We hold, therefore, that, with respect to Art. 283 of the Labor Code, the
employer's failure to comply with the notice requirement does not constitute
a denial of due process but a mere failure to observe a procedure for the
termination of employment which makes the termination of employment
merely ineffectual. It is similar to the failure to observe the provisions of Art.
1592, in relation to Art. 1191, of the Civil Code. Indeed, under the Labor
Code, only the absence of a just cause for the termination of employment
can make the dismissal of an employee illegal. This is clear from Art. 279
which provides:
Security of Tenure. - In cases of regular employment, the employer
shall not terminate the services of an employee except for a just cause or
when authorized by this Title. An employee who is unjustly dismissed from
work shall be entitled to reinstatement without loss of seniority rights and
other privileges and to his full backwages, inclusive of allowances, and to his
other benefits or their monetary equivalent computed from the time his
compensation was withheld from him up to the time of his actual
reinstatement.
Thus, only if the termination of employment is not for any of the
causes provided by law is it illegal and, therefore, the employee should be
reinstated and paid backwages. To contend that even if the termination is
for a just or authorized cause the employee concerned should be reinstated
and paid backwages would be to amend Art. 279 by adding another ground
for considering a dismissal illegal. What is more, it would ignore the fact that
under Art. 285, if it is the employee who fails to give a written notice to the
employer that he is leaving the service of the latter, at least one month in
advance, his failure to comply with the legal requirement does not result in
making his resignation void but only in making him liable for damages.

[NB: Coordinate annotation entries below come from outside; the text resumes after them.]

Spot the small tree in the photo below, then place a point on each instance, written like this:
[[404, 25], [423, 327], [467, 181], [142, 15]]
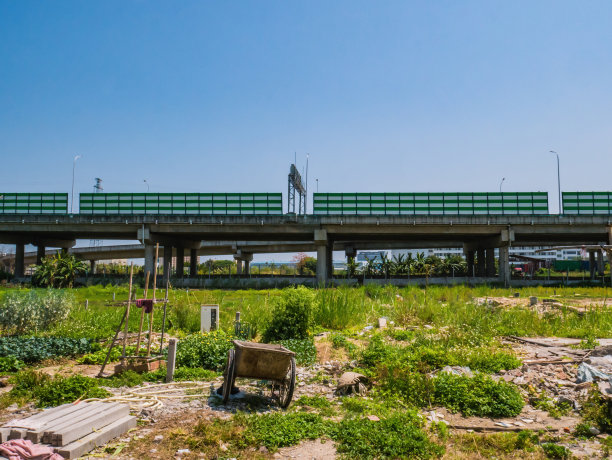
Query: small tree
[[58, 271]]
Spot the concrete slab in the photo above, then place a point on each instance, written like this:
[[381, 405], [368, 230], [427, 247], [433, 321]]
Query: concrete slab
[[99, 438], [85, 427], [68, 421]]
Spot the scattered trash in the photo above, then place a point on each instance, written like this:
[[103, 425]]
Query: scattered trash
[[351, 382], [588, 373]]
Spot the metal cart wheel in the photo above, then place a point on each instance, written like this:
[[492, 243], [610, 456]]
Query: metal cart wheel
[[230, 376], [286, 387]]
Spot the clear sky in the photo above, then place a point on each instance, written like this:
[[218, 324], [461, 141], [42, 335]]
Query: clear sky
[[385, 96]]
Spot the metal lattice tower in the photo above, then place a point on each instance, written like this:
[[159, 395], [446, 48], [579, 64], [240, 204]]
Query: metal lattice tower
[[294, 187], [97, 189]]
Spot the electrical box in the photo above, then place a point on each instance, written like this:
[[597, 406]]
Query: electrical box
[[209, 318]]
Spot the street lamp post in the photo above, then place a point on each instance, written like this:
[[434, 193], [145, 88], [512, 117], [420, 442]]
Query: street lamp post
[[558, 180], [76, 157]]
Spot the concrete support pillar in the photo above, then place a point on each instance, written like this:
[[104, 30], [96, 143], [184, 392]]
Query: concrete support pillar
[[180, 262], [592, 264], [469, 258], [149, 259], [40, 254], [481, 267], [320, 240], [19, 260], [490, 262], [238, 265], [600, 265], [193, 262], [167, 263], [504, 265]]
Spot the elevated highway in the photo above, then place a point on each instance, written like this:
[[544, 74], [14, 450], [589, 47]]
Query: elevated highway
[[244, 235]]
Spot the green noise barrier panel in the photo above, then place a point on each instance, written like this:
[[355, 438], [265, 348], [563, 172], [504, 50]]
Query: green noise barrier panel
[[33, 203], [181, 203], [587, 203], [507, 203]]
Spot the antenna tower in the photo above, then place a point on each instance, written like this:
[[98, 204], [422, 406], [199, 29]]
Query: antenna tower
[[294, 187]]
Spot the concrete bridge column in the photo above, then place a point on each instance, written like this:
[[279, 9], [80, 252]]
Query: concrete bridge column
[[238, 265], [600, 265], [320, 239], [167, 263], [469, 258], [19, 260], [592, 264], [490, 262], [193, 262], [180, 261], [149, 259], [40, 253], [504, 265], [481, 267]]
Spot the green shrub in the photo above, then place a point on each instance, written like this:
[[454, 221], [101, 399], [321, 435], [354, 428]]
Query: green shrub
[[208, 351], [33, 311], [305, 350], [60, 390], [479, 395], [555, 451], [52, 391], [280, 429], [34, 349], [10, 364], [291, 316], [398, 436]]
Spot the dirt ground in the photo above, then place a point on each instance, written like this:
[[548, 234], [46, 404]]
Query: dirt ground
[[166, 423]]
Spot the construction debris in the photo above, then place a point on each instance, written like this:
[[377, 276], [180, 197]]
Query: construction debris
[[72, 429]]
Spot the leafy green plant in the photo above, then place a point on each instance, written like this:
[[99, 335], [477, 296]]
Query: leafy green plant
[[34, 349], [208, 351], [292, 315], [58, 271], [305, 350], [10, 364], [555, 451], [479, 395], [280, 429], [52, 391], [33, 311], [398, 436]]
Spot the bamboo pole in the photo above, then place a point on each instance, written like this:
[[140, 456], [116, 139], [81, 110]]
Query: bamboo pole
[[154, 293], [142, 313], [127, 314]]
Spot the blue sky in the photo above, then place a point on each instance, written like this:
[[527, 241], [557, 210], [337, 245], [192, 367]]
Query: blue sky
[[385, 96]]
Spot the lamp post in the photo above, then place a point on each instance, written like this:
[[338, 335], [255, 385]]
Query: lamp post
[[76, 157], [558, 180]]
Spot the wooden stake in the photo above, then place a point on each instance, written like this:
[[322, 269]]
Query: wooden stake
[[142, 313], [127, 314]]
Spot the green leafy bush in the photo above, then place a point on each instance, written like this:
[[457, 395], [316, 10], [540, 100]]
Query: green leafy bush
[[34, 349], [208, 351], [305, 350], [280, 429], [479, 395], [10, 364], [292, 315], [398, 436], [52, 391], [33, 311]]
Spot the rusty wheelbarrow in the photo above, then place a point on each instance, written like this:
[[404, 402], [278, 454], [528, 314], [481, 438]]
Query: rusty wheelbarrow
[[261, 361]]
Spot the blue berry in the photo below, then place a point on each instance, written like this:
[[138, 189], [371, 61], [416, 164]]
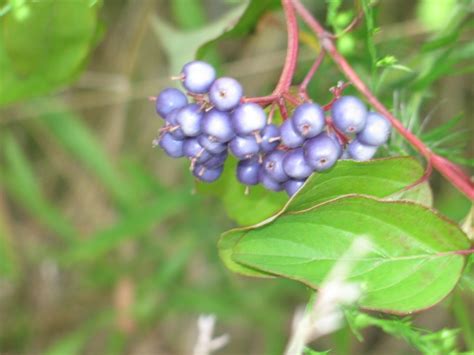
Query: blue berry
[[189, 119], [206, 174], [349, 114], [336, 140], [193, 150], [292, 186], [268, 182], [360, 151], [270, 138], [289, 136], [175, 130], [273, 166], [376, 130], [210, 145], [225, 93], [248, 118], [296, 166], [217, 125], [247, 171], [172, 147], [216, 161], [198, 76], [168, 100], [322, 152], [244, 147], [308, 120]]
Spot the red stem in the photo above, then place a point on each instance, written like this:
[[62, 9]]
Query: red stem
[[292, 49], [309, 76], [450, 171]]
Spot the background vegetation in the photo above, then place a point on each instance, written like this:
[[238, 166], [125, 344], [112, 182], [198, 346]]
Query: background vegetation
[[105, 246]]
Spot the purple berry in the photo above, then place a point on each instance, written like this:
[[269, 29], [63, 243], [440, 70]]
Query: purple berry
[[349, 114], [247, 171], [193, 150], [376, 130], [244, 147], [217, 125], [322, 152], [270, 138], [273, 166], [210, 145], [289, 136], [248, 118], [189, 119], [198, 76], [168, 100], [336, 140], [296, 166], [175, 130], [216, 160], [308, 120], [268, 182], [172, 147], [206, 174], [292, 186], [360, 151], [225, 93]]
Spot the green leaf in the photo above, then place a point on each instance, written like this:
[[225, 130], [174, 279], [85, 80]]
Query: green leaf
[[70, 132], [45, 47], [131, 225], [20, 181], [181, 46], [246, 22], [378, 178], [412, 264], [9, 266], [427, 342], [420, 193]]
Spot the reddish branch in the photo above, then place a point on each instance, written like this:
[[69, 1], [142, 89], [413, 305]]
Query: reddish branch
[[291, 59], [450, 171]]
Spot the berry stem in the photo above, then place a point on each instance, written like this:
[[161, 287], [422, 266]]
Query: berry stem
[[292, 49], [261, 100], [311, 72], [450, 171]]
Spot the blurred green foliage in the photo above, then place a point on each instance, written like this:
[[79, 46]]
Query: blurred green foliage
[[105, 249]]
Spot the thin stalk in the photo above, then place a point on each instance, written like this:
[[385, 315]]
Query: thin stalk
[[450, 171], [292, 49]]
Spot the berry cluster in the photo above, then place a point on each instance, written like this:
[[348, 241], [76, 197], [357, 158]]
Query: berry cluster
[[279, 158]]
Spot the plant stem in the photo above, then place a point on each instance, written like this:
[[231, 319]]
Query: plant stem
[[292, 49], [450, 171], [309, 76]]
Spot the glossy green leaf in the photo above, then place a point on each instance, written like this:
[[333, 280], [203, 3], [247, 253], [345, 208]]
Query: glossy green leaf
[[421, 194], [378, 177], [45, 48], [384, 178], [412, 264]]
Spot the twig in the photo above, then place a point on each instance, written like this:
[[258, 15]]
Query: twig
[[309, 76], [292, 49], [451, 172]]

Given the nature of the violation, therefore, the appropriate sanction
for the failure to give notice is the payment of backwages for the period
when the employee is considered not to have been effectively dismissed or
his employment terminated.
The refusal to look beyond the validity of the initial action taken by the
employer to terminate employment either for an authorized or just cause can
result in an injustice to the employer. For not giving notice and hearing
before dismissing an employee, who is otherwise guilty of, say, theft, or even
of an attempt against the life of the employer, an employer will be forced to
keep in his employ such guilty employee. This is unjust.